日本国内でいえば、在日コリアン差別に対する街頭でのカウンター運動、あるいは女性の被害性とSNSを用いた情動的共感によって一大勢力となった#MeToo運動などのことが想起されるだろう。合理的理性に基づく対話、あるいは異質な他者たちとの熟議(討議)よりも、「敵」との決断主義的な闘争の情動によって自分たち(私たち)の政治性を活性化しようとしたエレンたちの行動は、こうした2010年代のラディカル・デモクラシーと共鳴するものだった。

『進撃の巨人』は、それ以外にも、北欧神話的な想像力を根幹に置きつつ、大きなスケールの政治的思想を取り込んでいる。たとえば、戦争テクノロジーとしての巨人を用いて、技術と資本の力を加速させて、旧い社会秩序から新世界への脱出(exit)を目指す、というモードは、いわゆる「加速主義」的な自由主義者(リバタリアン)を思わせる(一般的には、起業家のピーター・ティールなどが代表的な論者として挙げられる)。

あるいは、自滅的な民族浄化(断種政策による緩やかな人種的安楽死)によって歴史的な軋轢を解消し、国際関係に安定をもたらそうとするという戦略は、まさに、「この世界にそもそも生まれてこないこと」を功利的かつ道徳的な最善とみなす「反出生主義」(Antinatalism)であり、厳密にいえば、反出生主義の特殊なモード――反出生主義を民族・人種的な特殊性を結びつけたもの――であるように見える。

(なお、そこから私が連想するのは、近年のアジア人差別問題とも関連している伝統的な黄色人種差別=黄禍論の歴史であり、黄色人種差別を内面化して自分たちの絶滅を願望するようになったという意味では、日本的ヒーローの創造者として知られる川内康範が作詞した「死ね死ね団の歌」が象徴するようなサブカル的想像力を想起させもする。)

 

エレンにとっての「自由」

こうした政治思想のヘゲモニーを求める多元主義的な闘争状態の中で、エレンがどこまでも欲望し続けるのが、ラディカルな「自由」である。しかしそれは古典的な意味でのリベラルの自由主義(国家が社会に介入しないあり方)ではないし、市場経済的な自由を徹底的に求めようとするリバタリアニズムの自由とも異なるようだ。

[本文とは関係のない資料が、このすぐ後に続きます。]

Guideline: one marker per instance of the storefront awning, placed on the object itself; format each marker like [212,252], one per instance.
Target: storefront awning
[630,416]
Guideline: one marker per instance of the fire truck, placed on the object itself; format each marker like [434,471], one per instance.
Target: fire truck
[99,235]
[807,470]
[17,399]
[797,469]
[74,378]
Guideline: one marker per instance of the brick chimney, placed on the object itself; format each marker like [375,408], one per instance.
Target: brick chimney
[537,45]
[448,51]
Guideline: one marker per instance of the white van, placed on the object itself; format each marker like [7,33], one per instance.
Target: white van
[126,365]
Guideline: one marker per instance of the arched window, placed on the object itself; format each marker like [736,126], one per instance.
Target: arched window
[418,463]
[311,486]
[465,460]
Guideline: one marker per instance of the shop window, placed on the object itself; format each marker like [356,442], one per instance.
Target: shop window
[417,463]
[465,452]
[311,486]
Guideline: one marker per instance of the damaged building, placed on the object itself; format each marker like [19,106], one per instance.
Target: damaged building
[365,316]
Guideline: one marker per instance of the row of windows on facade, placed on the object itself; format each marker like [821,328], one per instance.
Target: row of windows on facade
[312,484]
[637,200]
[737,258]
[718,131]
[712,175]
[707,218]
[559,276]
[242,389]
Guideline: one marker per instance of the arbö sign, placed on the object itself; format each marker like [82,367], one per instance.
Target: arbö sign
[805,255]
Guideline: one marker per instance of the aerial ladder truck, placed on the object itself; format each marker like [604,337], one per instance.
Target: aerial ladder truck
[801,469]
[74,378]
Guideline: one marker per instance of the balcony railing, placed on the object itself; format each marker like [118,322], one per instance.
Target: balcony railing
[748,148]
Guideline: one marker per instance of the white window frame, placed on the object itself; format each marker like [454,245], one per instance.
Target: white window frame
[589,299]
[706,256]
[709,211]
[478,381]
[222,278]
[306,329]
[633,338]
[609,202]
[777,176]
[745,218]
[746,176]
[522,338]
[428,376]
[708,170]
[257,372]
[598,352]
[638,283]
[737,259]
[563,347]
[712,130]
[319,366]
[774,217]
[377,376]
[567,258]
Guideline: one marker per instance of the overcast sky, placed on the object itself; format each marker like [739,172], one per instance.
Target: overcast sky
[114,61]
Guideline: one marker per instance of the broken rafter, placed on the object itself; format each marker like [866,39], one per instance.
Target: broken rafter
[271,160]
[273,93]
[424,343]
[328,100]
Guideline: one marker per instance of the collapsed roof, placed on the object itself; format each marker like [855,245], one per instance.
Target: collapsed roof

エレンにとっての「自由」とは、いわば、現代的な奴隷解放の思想としての自由主義なのだ。

エレンにとって、最悪なのは、奴隷(家畜)でいることだった。奴隷=家畜の状態を脱し、自由を手に入れるには、闘い続けるしかない。何が真実なのか、何が正しいのか、たとえ決定不能であるとしても、とにかく、決断主義的に戦い続けるしかない。この世界の「壁」とは、物理的なバリアのみならず、自発的隷属に染まった奴隷的な思考のことだ。この残酷で理不尽な世界の中で自由であるには、「戦え!」と自らに言い聞かせ、いわば自己洗脳し続けるしかない――。